A similar relationship was observed when analysing AST activity in the collected perfusates (Figure 2). The maximum aspartate aminotransferase activity was observed in the Biolasol + Cu2+ + PRL group after a time of 48 h 30 min (activity increase of 349% versus Biolasol, p < 0.01). Biolasol fluid modified with copper resulted in an increase in AST activity after time: 2 h renal storage (56% versus Biolasol, p < 0.05), 2 h 30 min perfusion (12% versus Biolasol, p = ns) and 48 h 30 min (41% versus Biolasol, p < 0.01).
LDH activity was also significantly increased in the Biolasol + Cu2+ + PRL group (Figure 3). The activity level of this indicator increased in perfusates taken at certain time points, respectively: 2 h—B3 group versus A group increased by 123% (p < 0.01); 48 h—B3 group versus A group increased by 43% (p < 0.05); 48 h 30 min—B3 group versus A group increased by 63% (p < 0.05). At 2 h 30 min, the LDH activity in the B3 group was similar to the level of the marker in the control group (p = ns). The addition of copper to Biolasol fluid significantly affected lactate dehydrogenase efflux from cells: 2 h—B2 group versus A group increased by 49% (p < 0.05); 48 h—B2 group versus A group increased by 25% (p < 0.05); 48 h 30 min—B3 group versus A group increased by 40% (p = ns). The presence of copper in the system, Cu2+ + prolactin or Cu2+ in the composition of Biolasol, adversely affects the integrity of the mitochondrial and cytoplasmic membranes of cells.

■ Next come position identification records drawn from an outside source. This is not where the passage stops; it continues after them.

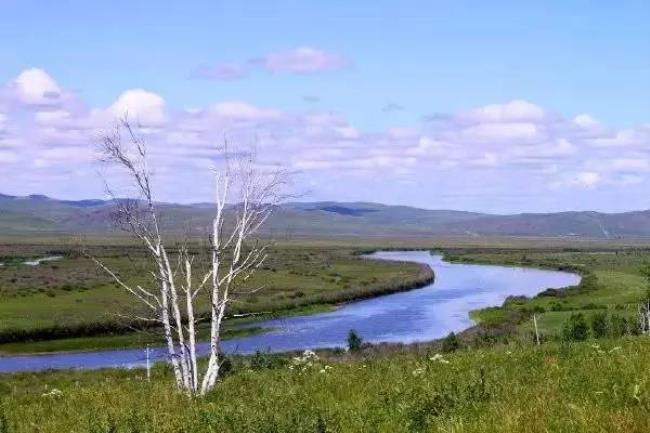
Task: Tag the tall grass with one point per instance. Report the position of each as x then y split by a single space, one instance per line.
581 387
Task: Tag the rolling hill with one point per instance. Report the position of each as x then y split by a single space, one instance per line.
40 214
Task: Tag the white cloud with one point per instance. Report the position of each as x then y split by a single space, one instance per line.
586 121
510 112
240 110
495 151
588 179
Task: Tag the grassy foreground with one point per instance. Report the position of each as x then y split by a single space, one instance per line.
69 304
596 386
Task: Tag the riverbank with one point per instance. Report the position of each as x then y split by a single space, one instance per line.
315 296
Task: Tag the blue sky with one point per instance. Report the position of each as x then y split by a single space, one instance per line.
375 68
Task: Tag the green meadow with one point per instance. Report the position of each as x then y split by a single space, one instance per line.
595 386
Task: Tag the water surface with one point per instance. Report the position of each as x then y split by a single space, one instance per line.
417 315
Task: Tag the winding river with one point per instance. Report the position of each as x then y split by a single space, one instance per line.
417 315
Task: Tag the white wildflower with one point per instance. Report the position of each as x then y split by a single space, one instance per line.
53 393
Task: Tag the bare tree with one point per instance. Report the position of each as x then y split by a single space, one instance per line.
186 289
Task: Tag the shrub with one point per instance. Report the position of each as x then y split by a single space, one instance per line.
619 326
354 341
576 328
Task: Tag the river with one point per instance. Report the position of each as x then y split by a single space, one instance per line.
421 314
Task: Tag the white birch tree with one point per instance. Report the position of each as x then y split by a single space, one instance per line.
186 289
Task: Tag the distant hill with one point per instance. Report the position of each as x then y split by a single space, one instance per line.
41 214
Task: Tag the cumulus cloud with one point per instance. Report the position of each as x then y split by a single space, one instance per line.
301 60
239 110
35 87
221 72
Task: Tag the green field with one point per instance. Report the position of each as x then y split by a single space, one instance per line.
612 283
601 386
497 381
70 297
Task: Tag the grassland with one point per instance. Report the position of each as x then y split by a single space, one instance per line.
489 385
597 386
612 283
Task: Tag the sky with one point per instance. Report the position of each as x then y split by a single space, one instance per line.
500 106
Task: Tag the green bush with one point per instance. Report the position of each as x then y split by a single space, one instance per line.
599 325
451 343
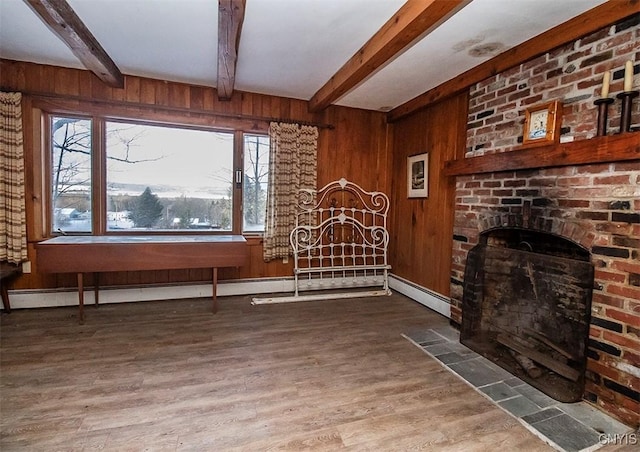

Figure 4 shows the results of urea determination. The lowest concentration of this marker was determined in the Biolasol + Cu2+ + PRL perfusates. Its concentration was correspondingly lower in the following groups: 2 h—B3 group versus A group decreased by 33% (p < 0.05); 2 h 30 min—B3 group versus A group decreased by 60% (p < 0.05); 48 h—B3 group versus A group decreased by 45% (p < 0.05); 48 h 30 min—B3 group versus A group decreased by 76% (p < 0.05). The addition of copper to the Biolasol formulation had a statistically significant effect on the increase in urea concentration. A markedly increased concentration of this indicator was found as early as 2 h into renal preservation (B3 group versus A group increased by 112%, p < 0.05), which was maintained throughout the period of perfusion and graft preservation: 2 h 30 min—B3 group versus A group increased by 68% (p < 0.05); 48 h—B3 group versus A group increased by 327% (p < 0.05); 48 h 30 min—B3 group versus A group increased by 132% (p < 0.05). The presence of copper in the system, Cu2+ + prolactin or Cu2+ in the Biolasol formulation, has a negative effect on graft filtration.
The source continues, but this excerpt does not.